I’ve been a bit slow off the mark at getting business cards done. They seemed the lesser exciting of things happening right now. But they are, of course, important.
So I finally sat myself down to tick this task off the list and they arrived this week and they are lovely. More than that though, the process of getting them was kind of exciting. Not the putting them together, I won’t lie, that was lousy boring, but them arriving was thoroughly enjoyable.
I used MOO cards to make them and what was so great (apart from the price and the product, which would have been enough in all honesty), was that they reminded me to celebrate that I was getting business cards. No, I am not affiliate marketing for MOO, I am thinking about how important celebration is - and how much of a pull people and organizations who know how to celebrate have...because they make life, and work, fun for us.
When I train fundraisers I will pretty much always hammer home the need to remember to actually tell people that your cause is awesome. Never to get too bogged down in the detail that you forget to celebrate – something easily done.
As charities are in the business of changing the world, the work is naturally hard. This has two implications. Firstly, that it's tiring for everyone involved in making it happen. Secondly, that understanding how hard the work is comes from understanding the context of the work. Sense is always an easy example for me, but the fact that 10-year-old Kira (fake name) went waterskiing on her Sense holiday is only more than nicey-nice when you understand that she was scared of being out in the rain before that day, because she's deafblind, so her other senses are ramped right up and can be hyper-sensitive in comparison to, say, mine.
Your “average” donor (sorry, that's a horrifically lazy term, I know.

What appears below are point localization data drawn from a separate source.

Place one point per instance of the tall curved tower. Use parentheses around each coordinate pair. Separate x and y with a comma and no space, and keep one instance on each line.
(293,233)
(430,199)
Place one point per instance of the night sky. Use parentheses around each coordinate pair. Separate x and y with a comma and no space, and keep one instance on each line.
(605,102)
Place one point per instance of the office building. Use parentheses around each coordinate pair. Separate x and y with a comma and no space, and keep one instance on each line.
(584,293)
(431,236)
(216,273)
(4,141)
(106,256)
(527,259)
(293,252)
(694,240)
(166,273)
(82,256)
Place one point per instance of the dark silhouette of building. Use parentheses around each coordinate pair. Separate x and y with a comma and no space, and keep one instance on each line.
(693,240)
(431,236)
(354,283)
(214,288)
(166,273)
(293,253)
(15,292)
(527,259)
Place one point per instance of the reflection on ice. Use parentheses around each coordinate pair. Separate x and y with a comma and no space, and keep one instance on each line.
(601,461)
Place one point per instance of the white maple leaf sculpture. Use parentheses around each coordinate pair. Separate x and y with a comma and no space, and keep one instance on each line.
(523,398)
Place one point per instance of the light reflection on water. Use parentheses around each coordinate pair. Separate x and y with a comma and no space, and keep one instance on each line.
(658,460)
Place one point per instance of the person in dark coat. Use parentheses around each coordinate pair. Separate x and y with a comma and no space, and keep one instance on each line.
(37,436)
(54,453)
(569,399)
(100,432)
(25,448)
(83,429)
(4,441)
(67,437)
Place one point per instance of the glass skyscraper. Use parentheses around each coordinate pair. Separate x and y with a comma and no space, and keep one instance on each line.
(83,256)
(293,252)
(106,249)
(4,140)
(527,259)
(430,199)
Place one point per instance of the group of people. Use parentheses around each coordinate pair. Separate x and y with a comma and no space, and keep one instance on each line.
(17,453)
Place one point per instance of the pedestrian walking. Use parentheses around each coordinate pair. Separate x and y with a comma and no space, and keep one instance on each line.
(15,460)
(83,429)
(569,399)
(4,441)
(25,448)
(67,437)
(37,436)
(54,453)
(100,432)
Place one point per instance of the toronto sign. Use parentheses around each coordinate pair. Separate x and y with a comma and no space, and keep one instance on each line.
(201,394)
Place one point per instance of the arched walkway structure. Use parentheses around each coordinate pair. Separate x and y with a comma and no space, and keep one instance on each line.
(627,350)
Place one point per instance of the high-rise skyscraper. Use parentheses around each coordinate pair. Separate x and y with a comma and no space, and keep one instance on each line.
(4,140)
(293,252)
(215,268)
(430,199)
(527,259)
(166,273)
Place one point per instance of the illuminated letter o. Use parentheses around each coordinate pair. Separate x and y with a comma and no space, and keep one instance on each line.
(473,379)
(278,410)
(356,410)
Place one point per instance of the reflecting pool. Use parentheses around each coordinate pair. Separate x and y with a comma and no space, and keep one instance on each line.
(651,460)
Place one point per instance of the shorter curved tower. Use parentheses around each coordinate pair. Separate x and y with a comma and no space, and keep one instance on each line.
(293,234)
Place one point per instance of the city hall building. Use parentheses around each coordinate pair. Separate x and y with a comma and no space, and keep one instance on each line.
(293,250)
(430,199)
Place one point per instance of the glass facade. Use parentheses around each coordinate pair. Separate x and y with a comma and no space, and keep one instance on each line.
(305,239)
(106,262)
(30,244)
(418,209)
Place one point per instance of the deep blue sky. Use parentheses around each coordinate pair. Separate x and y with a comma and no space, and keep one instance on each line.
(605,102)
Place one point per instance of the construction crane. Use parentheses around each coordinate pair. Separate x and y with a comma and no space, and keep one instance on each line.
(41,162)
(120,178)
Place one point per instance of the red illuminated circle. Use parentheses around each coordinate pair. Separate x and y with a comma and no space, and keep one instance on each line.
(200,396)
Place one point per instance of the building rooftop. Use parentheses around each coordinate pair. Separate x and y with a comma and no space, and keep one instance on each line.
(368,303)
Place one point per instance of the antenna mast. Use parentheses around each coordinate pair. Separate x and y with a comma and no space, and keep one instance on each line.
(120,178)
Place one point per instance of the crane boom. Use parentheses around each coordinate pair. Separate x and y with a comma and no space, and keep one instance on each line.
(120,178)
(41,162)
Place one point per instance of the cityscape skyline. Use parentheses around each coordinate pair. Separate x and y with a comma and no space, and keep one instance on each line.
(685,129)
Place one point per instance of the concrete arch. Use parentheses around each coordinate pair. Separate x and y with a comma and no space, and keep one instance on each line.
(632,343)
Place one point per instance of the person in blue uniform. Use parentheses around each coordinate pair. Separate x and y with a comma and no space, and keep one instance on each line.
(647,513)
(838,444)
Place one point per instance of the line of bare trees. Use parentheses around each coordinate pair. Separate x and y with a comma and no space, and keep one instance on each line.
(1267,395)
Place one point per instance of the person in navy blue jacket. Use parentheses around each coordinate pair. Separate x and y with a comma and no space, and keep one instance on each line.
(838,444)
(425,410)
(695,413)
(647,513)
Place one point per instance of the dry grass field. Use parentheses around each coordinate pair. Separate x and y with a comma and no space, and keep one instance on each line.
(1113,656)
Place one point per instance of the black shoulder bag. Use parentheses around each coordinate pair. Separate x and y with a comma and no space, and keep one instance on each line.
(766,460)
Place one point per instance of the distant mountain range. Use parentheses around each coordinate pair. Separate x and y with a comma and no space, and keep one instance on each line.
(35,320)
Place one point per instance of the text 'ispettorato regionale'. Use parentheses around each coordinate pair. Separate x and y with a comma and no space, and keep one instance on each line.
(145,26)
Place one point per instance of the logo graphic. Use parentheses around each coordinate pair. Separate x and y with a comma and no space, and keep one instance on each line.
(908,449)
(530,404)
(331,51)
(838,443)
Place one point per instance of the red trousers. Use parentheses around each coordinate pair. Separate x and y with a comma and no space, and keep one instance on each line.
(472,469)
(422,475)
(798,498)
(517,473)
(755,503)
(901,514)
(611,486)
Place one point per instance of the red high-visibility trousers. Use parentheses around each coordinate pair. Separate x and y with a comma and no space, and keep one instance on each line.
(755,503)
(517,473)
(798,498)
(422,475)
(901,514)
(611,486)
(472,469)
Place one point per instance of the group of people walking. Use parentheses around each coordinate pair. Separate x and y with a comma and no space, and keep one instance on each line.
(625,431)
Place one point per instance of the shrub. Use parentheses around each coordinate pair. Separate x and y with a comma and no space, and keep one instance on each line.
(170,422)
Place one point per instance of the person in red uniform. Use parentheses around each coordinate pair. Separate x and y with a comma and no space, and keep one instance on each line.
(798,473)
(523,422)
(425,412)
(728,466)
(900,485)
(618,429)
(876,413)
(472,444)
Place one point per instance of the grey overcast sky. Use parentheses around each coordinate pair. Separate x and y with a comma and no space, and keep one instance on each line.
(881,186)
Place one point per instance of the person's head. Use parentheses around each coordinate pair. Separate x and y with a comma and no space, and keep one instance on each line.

But stay with me, I'm experimenting with getting better at shorter posts!) isn’t going to have a clue about what constitutes an incredible breakthrough in, say, rehabilitation for young people caught up conflict in Kenya unless we make the context visible and accessible. Because why on earth would they? That’s kind of one of the roles of the fundraiser, to signpost these stories and point out the bits that we should be doing the dance of joy around. And by "kind of" really I mean "is"...
Even putting aside that celebrating helps communicate a cause more accurately, it's hard to maintain motivation or inspire it in a potential donor if we weren’t celebrating the successes or doing the occasional dance around the brilliance of the aforementioned really hard work. Its knocks any plans you might have for longevity of fundraiser or donor on their ass if you don't do the dance.
Anyway, we were talking about my fabulous business cards.
So they arrived. And they asked me if I was excited...They assured me that they were excited.
Cute, I thought.
Then I went to open my cardholder and it positively yelped with joy at me:
I opened the cardholder and there were little cards inside that wanted to have an excited little conversation about sharing with me.
I may have actually been giggling by the time I was done with all of the opening. (It's not impossible that I did a little dance too, but I had just got out of a yoga class, so was probably a bit happy-go-lucky in the first place.)
My favourite bit of this process was that I believed that MOO are excited about their service and sharing their product with me and, like pretty much everyone else, I enjoy going to people who believe in what they do and who do the little dance about it. I will spend money with them again and I know that other people have on my recommendation already.
(If I've got it totally wrong and it's not obvious how the last paragraph is relevant to not-for-profits, please tell me and I’ll add another paragraph!)
Please note: When this blog was written, the links were not affiliate links. As of March 2011, they are. Thanks!